Saturday, November 22, 2003

I'll let you in on a little secret...

There's this certain piece of cinematic history that without fail, no matter what mood I'm in, I will watch it and invariably laugh myself literally to tears.

What is it, do you ask? What amazing scene can possibly bring the angriest 30 year old in Chicago to giggly crying?

I'll tell you. It's the scene from High Fidelity where they beat up Tim Robbins. I nearly piss myself every time.

In case you were wondering.

Ch Ch Ch Changes

My roommate is in Ireland. This means I'm going to rearrange the apartment. It's easier when he's not around, that way he can't protest the changes I make. It's an evil game.

What I'm really trying to figure out right now is why the hell I can't sleep past 8 am anymore. I remember being a teenager, say about 13 or 14, and being able to sleep til 12 on Saturdays. Now, I'm up at the crack of something bad.

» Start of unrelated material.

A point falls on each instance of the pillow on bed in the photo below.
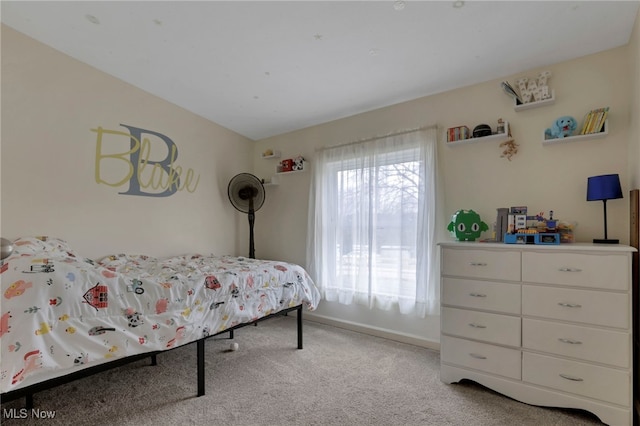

So, thus far today, instead of being productive and getting the furniture all screwed up, I've been surfing and wasting time on Friendster. I friend of mine just joined or something and invited me into his lair. Of course, I haven't logged on to that site for at least 2 months, so I had some catchup to do.

Turns out I'm more popular than I thought. Damn.

It's time. High time I got my ass in gear and got to work. I was going to do at least 2 loads of laundry. Seems I need to clean before I get to rearranging.

Be afraid.

Friday, November 21, 2003

On a more serious note...

Today is a weird day for me. Today would have been my parents' anniversary. It gets me to thinking. I mean, I've never made the matrimonial plunge, not for a lack of trying, but I also haven't had to go through a divorce. Of course, a couple of the breakups have felt like what I think a divorce would feel like.

Anyways, it's not like I was 6 or something. I was 20- very much an adult, very much having screwed up enough of my own relationships to identify with their feelings.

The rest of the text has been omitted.